Investigations underway as state Sen. Tony Mendoza denies improper conduct with female legislative fellow

State Sen. Tony Mendoza (Rich Pedroncelli / Associated Press)
State Sen. Tony Mendoza (Rich Pedroncelli / Associated Press)

The state Senate Rules Committee said Thursday that an investigation is underway into complaints from former aides to state Sen. Tony Mendoza (D-Artesia) who have alleged that the lawmaker invited home a female legislative fellow who asked for a job.

In addition, Cal State Sacramento, which runs the legislative fellows program, said Thursday it is investigating whether one of its female fellows assigned to the Legislature was sexually harassed.

The Sacramento Bee cited multiple anonymous sources Thursday in reporting that Mendoza had invited the unidentified fellow from his office to review résumés at his home after she asked for a permanent job. The newspaper reported that two Mendoza aides met with Senate Rules Committee staff and detailed allegations that Mendoza engaged in a pattern of inappropriate behavior with the fellow.

Mendoza denied acting improperly.

“I would never knowingly abuse my authority nor intentionally put an employee into an awkward or uncomfortable position,” he said in a statement Thursday.

The senator “recalls an offer of assistance to review the fellow’s resume and help with the fellow’s job search, which he would offer any employee,” said spokesman Saeed Ali.

Ali said that the unidentified fellow never went to the senator’s home and that the senator did not invite her to a party or to stay at his hotel room for a golf tournament, as was outlined in the Bee’s story.

“If I ever communicated or miscommunicated anything that made an employee feel uncomfortable, I apologize,” Mendoza said Thursday.

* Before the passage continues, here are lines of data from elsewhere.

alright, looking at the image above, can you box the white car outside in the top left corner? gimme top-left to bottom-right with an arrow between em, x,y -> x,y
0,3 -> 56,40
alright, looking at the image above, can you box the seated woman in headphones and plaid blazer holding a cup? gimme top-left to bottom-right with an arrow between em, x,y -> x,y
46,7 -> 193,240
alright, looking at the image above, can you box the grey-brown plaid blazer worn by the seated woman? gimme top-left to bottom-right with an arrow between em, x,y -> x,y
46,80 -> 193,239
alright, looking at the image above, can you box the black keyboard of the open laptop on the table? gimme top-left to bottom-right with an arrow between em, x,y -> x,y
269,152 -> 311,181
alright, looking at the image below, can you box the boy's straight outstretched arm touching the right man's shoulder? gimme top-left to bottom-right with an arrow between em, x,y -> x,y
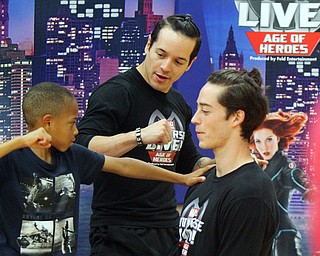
102,156 -> 212,186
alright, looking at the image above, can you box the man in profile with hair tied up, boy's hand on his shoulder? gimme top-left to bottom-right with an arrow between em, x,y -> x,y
169,68 -> 279,256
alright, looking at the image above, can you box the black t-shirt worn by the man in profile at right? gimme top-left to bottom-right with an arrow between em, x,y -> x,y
175,163 -> 279,256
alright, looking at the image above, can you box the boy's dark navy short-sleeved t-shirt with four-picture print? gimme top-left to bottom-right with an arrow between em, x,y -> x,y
0,145 -> 104,256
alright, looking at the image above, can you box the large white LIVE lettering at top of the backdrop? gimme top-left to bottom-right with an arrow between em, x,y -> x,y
235,0 -> 320,32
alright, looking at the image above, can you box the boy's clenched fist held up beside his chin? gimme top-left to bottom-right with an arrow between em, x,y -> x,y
23,127 -> 51,148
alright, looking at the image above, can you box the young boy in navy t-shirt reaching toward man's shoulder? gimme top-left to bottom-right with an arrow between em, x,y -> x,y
0,82 -> 209,256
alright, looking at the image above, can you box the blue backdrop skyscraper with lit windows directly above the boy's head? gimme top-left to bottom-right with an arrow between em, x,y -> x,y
45,17 -> 93,110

Senate Secretary Daniel Alvarez said he could not comment on details of any complaint.

“What we can say is that Senate Rules takes any allegation of inappropriate workplace behavior extremely seriously — and this is no different,” Alvarez said. “These allegations are being rigorously reviewed and investigated consistent with our legal process, employment standards and privacy protections — and has been for months.”

Alvarez said the Mendoza aides were already terminated before any complaint was made.

“There was no connection between their termination and the subsequent complaint,” Alvarez said.

In September, Mendoza fired chief of staff Eusevio Padilla, legislative director Adriana Ruelas and scheduler Stacey Brown. Ali, the senator's spokesman, told The Times then that the firings had to do with Mendoza getting new committee assignments and needing staffers with more expertise in those areas.

A statement from Cal State Sacramento said: “We were just recently made aware of the allegations of sexual harassment of one of our Fellows. The University takes its obligations to protect its students and employees seriously, and we are in the process of investigating any violations of University policies.”

Padilla and Brown now are assigned to the staff of Sen. Henry Stern (D-Canoga Park) and did not respond to requests for comment. Padilla deferred calls earlier this week to the Senate human resources office.

Stern said he hired the two aides because of their talent as part of an open recruitment process. He said Thursday that he is upset by the daily news stories alleging inappropriate behavior by state officials.

“I’m kind of frustrated here,” he said. “There are too many secrets in the Capitol right now. It’s got to end. Every day it seems like some new revelation emerges, and I want our employees to feel safe, and our lobbyists to feel safe, and interns and fellows.”